# Freezing belly



## mdgirlinfl (Oct 20, 2016)

My local market just received a case of pork belly (I asked them to order a whole belly for me). My question is can I freeze the belly(s) until I am ready to begin curing and smoking without compromising the quality of the finished bacon?
Of course I plan to freeze much of the finished, sliced bacon after vacuum sealing. 


Sent from my iPhone using Tapatalk


----------



## browneyesvictim (Oct 20, 2016)

I doubt you would notice any difference if it was re-frozen. I'll bet it will be frozen already when you get it though. Usually a case IS a whole belly and will weigh around 13 lbs.


----------



## atomicsmoke (Oct 20, 2016)

Depends on the packaging. Vacuum sealed ....no problem. Other packaging....make sure is tight and use it soon.


----------



## mdgirlinfl (Oct 20, 2016)

Thanks folks.  I expect a case will be several cryovac whole bellies (like Costco used to carry). At least that is how it sounded when the meat manager called to to let me know the order came in.  I'll probably take one, two if they look look extra good and the price is good.  I'll freeze in the original cryovac (or use my vacuum sealer) until I have room in the fridge to try Pops wet cure.  

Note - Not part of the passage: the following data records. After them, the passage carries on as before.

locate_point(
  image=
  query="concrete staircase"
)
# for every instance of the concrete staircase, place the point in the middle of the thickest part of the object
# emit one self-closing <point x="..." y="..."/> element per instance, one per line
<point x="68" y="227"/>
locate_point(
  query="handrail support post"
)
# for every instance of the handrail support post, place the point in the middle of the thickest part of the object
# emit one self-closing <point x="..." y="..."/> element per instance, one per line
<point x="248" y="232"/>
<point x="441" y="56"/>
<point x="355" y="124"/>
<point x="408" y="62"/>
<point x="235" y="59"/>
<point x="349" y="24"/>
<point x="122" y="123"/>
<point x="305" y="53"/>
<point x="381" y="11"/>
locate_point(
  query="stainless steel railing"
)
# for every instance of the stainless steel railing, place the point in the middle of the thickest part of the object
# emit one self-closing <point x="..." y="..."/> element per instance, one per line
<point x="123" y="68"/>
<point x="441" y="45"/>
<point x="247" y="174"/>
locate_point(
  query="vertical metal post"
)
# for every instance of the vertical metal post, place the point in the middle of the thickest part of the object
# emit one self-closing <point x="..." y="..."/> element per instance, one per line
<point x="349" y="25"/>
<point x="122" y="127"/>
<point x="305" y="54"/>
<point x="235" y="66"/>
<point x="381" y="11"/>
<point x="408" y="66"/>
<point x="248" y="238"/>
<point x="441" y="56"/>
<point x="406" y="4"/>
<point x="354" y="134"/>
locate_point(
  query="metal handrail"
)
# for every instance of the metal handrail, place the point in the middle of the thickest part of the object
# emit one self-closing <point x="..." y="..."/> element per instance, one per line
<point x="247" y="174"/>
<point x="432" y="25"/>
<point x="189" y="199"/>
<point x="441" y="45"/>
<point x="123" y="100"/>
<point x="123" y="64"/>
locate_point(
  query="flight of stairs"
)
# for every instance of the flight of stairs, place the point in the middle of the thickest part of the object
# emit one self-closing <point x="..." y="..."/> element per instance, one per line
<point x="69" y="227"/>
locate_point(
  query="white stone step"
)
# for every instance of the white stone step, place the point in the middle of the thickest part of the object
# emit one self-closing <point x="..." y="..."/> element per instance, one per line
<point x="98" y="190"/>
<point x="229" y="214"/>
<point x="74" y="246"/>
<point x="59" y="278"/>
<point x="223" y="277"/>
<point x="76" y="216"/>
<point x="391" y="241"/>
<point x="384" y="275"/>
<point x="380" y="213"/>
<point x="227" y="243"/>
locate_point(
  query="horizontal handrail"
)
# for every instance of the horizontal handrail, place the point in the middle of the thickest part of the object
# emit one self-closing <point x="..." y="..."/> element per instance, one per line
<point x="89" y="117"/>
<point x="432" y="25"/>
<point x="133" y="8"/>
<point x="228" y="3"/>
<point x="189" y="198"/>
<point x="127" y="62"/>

Sent from my iPad using Tapatalk


----------



## SmokinAl (Oct 20, 2016)

My Grandson is a chef in a high end restaurant in Ft. Lauderdale.

He gets bellies for me thru the restaurant.

They are frozen & they are awesome.

Keep them in the original cryovac & they are good for months frozen.

Al


----------



## mdgirlinfl (Oct 20, 2016)

THANKS Al!  I just picked up a belly from the market less than an hour ago.  In original cryovac.  I feel good about tossing it into the freezer until I am ready to cure.


Sent from my iPad using Tapatalk


----------